The county general election results could have a ripple effect on the Memphis City Council.
As many as three council seats could be vacated with council members Edmund Ford Jr., Bill Morrison and Janis Fullilove running as the Democratic nominees for County Commission District 9, Probate Court Clerk and Juvenile Court Clerk, respectively.
Voters on the August ballot will elect a council member for Super District 9 following the May resignation of council member Philip Spinosa, who took a job with the Greater Memphis Chamber. The winner serves the remainder of Spinosa’s term to the end of 2019.
In the primaries for three of Shelby County’s five state Senate seats, the August vote count in the Democratic primary for District 33 will determine whether incumbent Reginald Tate returns to Nashville or is replaced by challenger Katrina Robinson. No one is running in the companion Republican primary.
In the primaries for the 14 state House seats in the Shelby County delegation to Nashville, Democrats Joe Towns, Karen Camper and Larry Miller won re-election at the filing deadline because they had no opposition.
The winners of six other House seats will be determined by who wins the Democratic primaries on the ballot.
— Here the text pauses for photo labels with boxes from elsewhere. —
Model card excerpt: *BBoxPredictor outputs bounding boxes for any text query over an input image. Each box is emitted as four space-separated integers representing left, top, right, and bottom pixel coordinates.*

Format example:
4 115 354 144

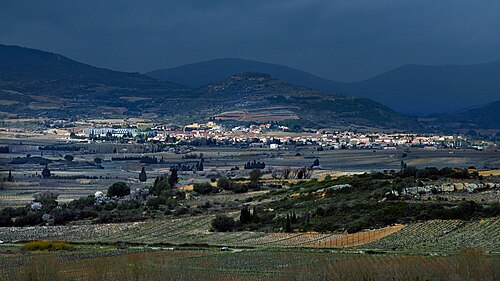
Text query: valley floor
0 216 500 254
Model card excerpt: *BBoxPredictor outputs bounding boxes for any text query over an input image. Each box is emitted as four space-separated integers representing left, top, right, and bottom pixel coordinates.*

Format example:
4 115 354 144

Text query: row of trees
271 167 313 180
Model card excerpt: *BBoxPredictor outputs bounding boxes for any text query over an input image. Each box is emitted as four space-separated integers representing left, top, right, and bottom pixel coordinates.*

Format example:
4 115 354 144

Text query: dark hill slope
146 58 343 91
147 59 500 114
0 45 187 117
342 61 500 113
439 101 500 130
0 44 183 95
186 73 417 129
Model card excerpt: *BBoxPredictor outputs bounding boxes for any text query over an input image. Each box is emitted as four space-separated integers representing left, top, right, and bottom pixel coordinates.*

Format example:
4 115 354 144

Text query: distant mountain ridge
0 44 500 130
0 44 185 95
150 59 500 114
341 61 500 113
146 58 343 91
187 73 418 128
439 100 500 129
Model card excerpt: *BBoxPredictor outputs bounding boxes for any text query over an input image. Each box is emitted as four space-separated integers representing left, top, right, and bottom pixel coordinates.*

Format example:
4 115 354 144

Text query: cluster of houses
73 121 494 150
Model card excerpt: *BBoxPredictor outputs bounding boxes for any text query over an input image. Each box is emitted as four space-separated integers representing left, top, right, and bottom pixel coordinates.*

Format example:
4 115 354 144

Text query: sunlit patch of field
309 224 405 247
479 169 500 176
29 102 62 110
120 96 152 102
0 100 21 106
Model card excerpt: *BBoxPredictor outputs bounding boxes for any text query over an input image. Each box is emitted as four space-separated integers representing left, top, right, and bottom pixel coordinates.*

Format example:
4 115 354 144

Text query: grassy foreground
0 248 500 280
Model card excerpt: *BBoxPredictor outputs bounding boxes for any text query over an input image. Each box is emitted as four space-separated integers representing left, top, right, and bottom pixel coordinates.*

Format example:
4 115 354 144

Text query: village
30 119 497 150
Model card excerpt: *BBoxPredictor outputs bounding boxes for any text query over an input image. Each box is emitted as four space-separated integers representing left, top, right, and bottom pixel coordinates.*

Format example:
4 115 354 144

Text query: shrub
21 240 73 251
146 197 167 210
108 182 130 197
212 215 235 232
217 177 232 190
233 183 248 193
193 182 218 194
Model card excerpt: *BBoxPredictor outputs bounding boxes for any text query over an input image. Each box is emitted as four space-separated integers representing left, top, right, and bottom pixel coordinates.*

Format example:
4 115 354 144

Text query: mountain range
0 45 500 130
146 59 500 115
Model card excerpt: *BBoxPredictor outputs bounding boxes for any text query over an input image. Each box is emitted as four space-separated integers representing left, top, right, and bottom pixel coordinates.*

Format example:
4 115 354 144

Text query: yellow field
479 169 500 176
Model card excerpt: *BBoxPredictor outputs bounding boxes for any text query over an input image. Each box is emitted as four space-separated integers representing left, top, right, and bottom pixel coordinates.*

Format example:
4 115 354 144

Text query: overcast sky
0 0 500 81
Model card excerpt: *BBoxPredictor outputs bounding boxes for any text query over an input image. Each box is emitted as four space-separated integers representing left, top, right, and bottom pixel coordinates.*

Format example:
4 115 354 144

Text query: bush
193 182 219 194
212 215 235 232
233 183 248 193
21 240 73 251
108 182 130 197
217 177 232 190
146 197 167 210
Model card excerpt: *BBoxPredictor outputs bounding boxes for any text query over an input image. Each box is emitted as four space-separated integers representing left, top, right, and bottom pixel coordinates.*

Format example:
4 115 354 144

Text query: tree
240 207 252 224
168 168 179 188
250 169 262 183
212 215 234 232
284 214 292 232
139 167 148 182
193 182 217 194
42 166 50 178
297 169 304 180
108 182 130 197
217 177 231 190
252 206 259 222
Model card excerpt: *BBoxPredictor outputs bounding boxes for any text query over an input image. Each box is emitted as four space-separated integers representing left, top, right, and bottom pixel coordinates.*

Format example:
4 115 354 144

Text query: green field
0 246 500 280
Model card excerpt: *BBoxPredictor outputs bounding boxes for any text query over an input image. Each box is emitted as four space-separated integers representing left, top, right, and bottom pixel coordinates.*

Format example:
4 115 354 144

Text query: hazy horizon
0 0 500 81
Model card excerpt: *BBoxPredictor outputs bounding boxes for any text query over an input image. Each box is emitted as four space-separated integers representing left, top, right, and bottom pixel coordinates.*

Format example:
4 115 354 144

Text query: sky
0 0 500 81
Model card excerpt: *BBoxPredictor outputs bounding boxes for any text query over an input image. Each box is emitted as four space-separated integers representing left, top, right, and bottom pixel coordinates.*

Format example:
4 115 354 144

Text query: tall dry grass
4 246 500 281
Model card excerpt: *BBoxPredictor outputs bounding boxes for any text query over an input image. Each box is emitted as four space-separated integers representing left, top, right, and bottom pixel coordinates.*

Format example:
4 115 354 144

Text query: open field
0 135 500 206
0 216 500 253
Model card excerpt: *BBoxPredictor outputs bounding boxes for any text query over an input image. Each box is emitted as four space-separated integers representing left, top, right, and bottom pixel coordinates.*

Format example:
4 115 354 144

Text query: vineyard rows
363 218 500 252
0 216 500 251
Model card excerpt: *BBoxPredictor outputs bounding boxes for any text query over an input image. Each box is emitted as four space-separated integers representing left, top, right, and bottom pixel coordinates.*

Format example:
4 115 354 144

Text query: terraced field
0 216 500 252
363 218 500 252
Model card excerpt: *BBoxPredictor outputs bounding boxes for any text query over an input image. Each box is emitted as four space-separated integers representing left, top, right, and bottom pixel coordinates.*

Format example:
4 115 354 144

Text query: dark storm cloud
0 0 500 80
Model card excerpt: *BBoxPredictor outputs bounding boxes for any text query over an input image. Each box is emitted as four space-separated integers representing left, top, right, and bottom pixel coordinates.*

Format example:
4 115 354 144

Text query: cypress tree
139 167 148 182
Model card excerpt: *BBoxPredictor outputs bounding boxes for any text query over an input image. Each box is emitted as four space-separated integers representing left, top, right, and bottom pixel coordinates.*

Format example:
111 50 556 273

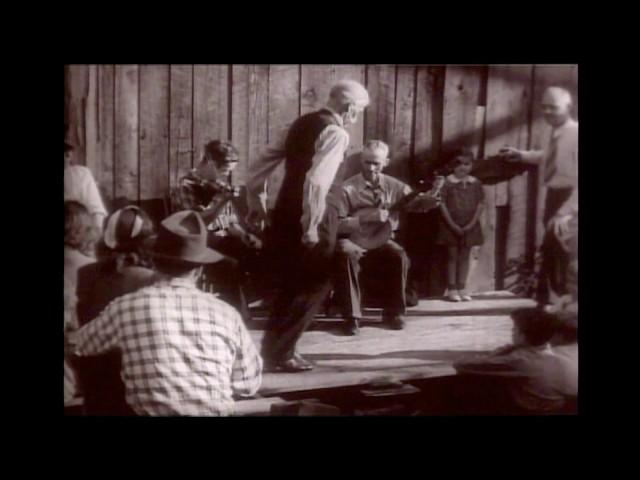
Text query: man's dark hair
511 308 557 347
153 257 200 277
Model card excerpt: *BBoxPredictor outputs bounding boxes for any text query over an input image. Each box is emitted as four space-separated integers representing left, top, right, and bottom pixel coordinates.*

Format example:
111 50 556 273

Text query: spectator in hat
64 201 98 405
72 211 262 416
76 205 155 415
171 140 262 321
78 205 155 325
64 140 107 231
454 308 577 414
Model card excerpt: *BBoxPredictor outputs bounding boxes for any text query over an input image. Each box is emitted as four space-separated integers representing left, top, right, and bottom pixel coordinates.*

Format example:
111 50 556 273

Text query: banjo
349 177 444 250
That includes the new face to be elected in state House District 86 where Democratic incumbent Raumesh Akbari is running in the primary for state Senate District 29, the seat Democrat Lee Harris is giving up to run for county mayor.
The recent death of District 99 Republican incumbent Ron Lollar means Republican leaders will nominate a successor by party convention to face Democrat Dave Cambron on the November ballot.
Democrats, who reorganized the Shelby County party last year after the state Democratic Party abolished the charter of the party in 2016, fielded candidates in each of the 13 county commission primaries, all 14 state House primaries and all three state Senate primaries.
The strategy is a new one for the party. Both local parties have historically not fielded candidates in districts that heavily favor the other party.
Republicans have no nominees running in nine of the Republican primaries for the 14 state House seats in Shelby County.
Local Democrats and the Memphis branch NAACP took the election commission to court over the commission’s June decision to add five early-voting locations – three in predominantly Republican areas – and make Agricenter International the only site for early voting in the first four days of the early voting.
The commission then amended the plan days later to remove Agricenter as the only voting location at the outset and instead has Republican commissioners pick one site and Democratic commissioners pick another. They also added election commission offices at Shelby Farms, four miles from Agricenter.
The lawsuit claimed both plans would suppress Democratic turnout and Chancellor Jenkins agreed in a Monday ruling that added two other early-voting sites to open Friday with the other three and moved up the opening of the remaining 22 sites to Monday July 16.
The next day, before Jenkins signed the court order, election commission officials said they could not open all 27 sites by Monday. Jenkins amended that order to require all sites be opened on Tuesday.